Training a dog for dog shows
The most important form of training for dogs entered in dog shows is socialization. These dogs need to be comfortable being around large groups of people and dogs. Show dogs also need to be comfortable with loud sounds, as well as walking on different surfaces. To be comfortable at a dog show, it's important to teach dogs to focus on their handler and ignore all the distractions around them including other dogs being nearby and be comfortable with being groomed.

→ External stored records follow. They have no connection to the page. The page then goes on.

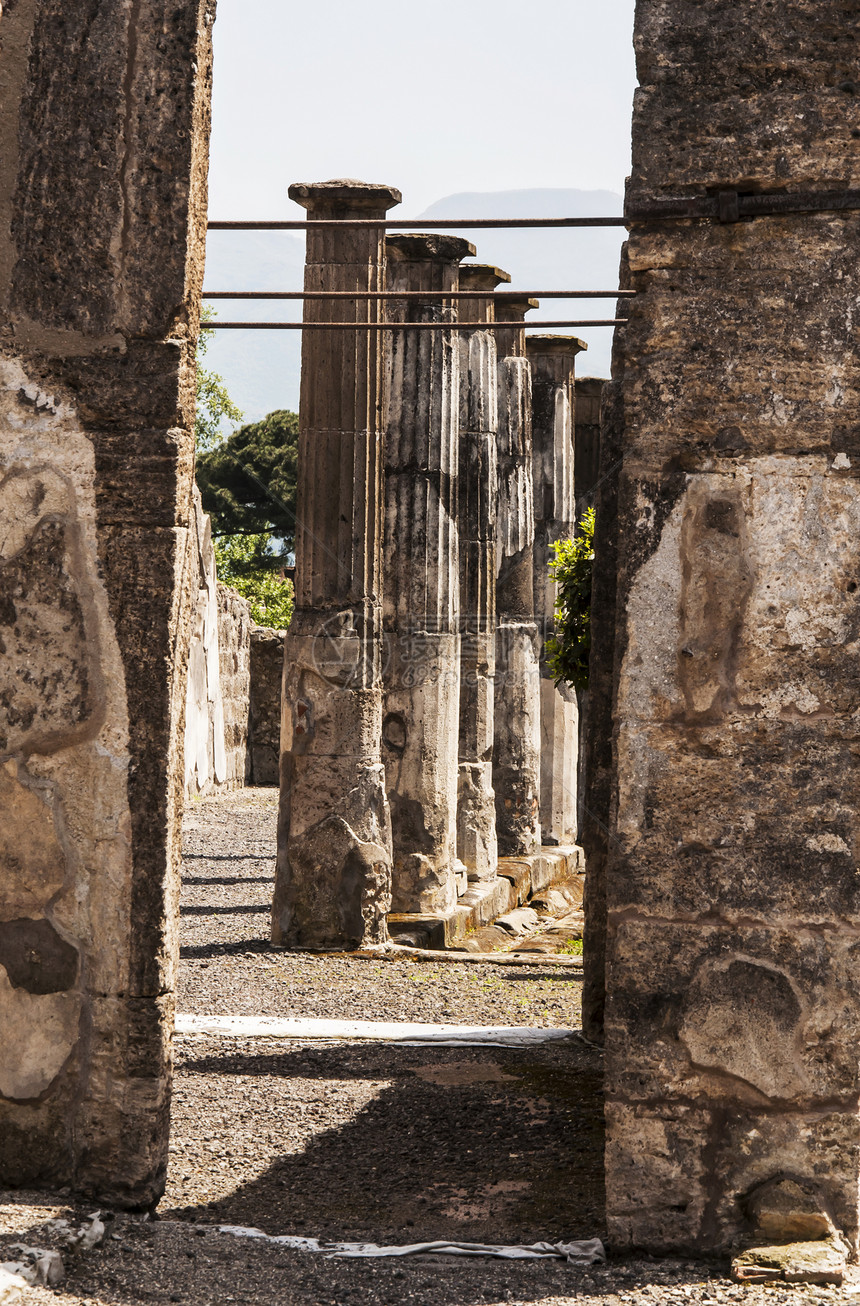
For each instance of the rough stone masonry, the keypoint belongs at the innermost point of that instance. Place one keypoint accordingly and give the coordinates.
(103, 136)
(733, 892)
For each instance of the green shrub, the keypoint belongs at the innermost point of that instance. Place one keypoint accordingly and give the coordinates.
(267, 590)
(571, 568)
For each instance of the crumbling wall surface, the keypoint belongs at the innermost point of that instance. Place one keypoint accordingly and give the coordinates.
(103, 128)
(264, 709)
(204, 751)
(234, 656)
(733, 893)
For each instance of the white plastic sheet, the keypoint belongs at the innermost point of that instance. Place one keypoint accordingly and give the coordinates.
(587, 1251)
(377, 1031)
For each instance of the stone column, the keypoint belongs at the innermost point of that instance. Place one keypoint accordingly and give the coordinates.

Handlers use positive reinforcement to work with their show dogs. Handlers always carry "bait," meaning treats, into the ring with them and dogs are rewarded with treats while they are competing. Show dogs must also learn to be comfortable being handled by strangers. At a dog show, the judge will put their hands on dogs to evaluate a dog's structural soundness, making sure testicles are present for male dogs. Show dogs also need to be trained to walk nicely on a leash at different speeds so a judge can see how the dog moves.
Dogs also learn to be stacked, which means positioning their body so their structure can be observed by the judge. Show dogs also need to learn to stand still on the ground for large dogs, and on a table for small breeds to be examined by the judge. Dogs who compete in other dog sports/performance events at dog shows like scent work, rally obedience, agility and other sports will need significantly more specialized training.
Here are some additional questions people often ask if they are curious about how dog shows work:
How do they pick winners at dog shows?
Winners at breed shows are selected by the judge based on how closely each dog corresponds with their breed standard. Judges are experts on all breeds of dogs and the specifics of each breed's standard which includes how the dog is supposed to look, act, and move. Judges are evaluating these dogs as "breeding stock," meaning all dogs entered need to be unaltered as if they are successful, they likely will be bred to produce the next generation of purebred dogs.
What do you get if your dog wins a dog show?
The big prize at dog shows are ribbons. Ribbons can be a simple strip that will have the dog show's name on it, or they can be elaborate rosettes. Generally, the bigger or more important the show/win, the larger and elaborate the ribbon will be. Some dog shows also offer trophies or plaques to dogs who win. In addition to these prizes dogs are competing to win points towards titles, like the conformation Champion title. Earning these titles become part of a dog's permanent record with the American Kennel Club (AKC) or United Kennel Club (UKC).
Do dogs know when they win a dog show?
Successful dog shows love spending time at dog shows with their handlers. These dogs are having fun when they compete regardless of if they win or lose, they are just happy to be there. That said, dogs are keen observers of their people, and if a dog wins and their handler gets excited and is being congratulated, these dogs know they have done an extra good job and are the best dog in the show.
Do dog shows pay money?
No! One of the big misconceptions about dog shows is that people must be winning money. In reality, people who are showing their dogs are spending thousands of dollars on dog care to enter their dogs into shows, but there are no cash prizes or money to be won at dog shows. Dogs are competing to earn titles, and the only prizes are ribbons and/or trophies. There are no cash prizes at dog shows.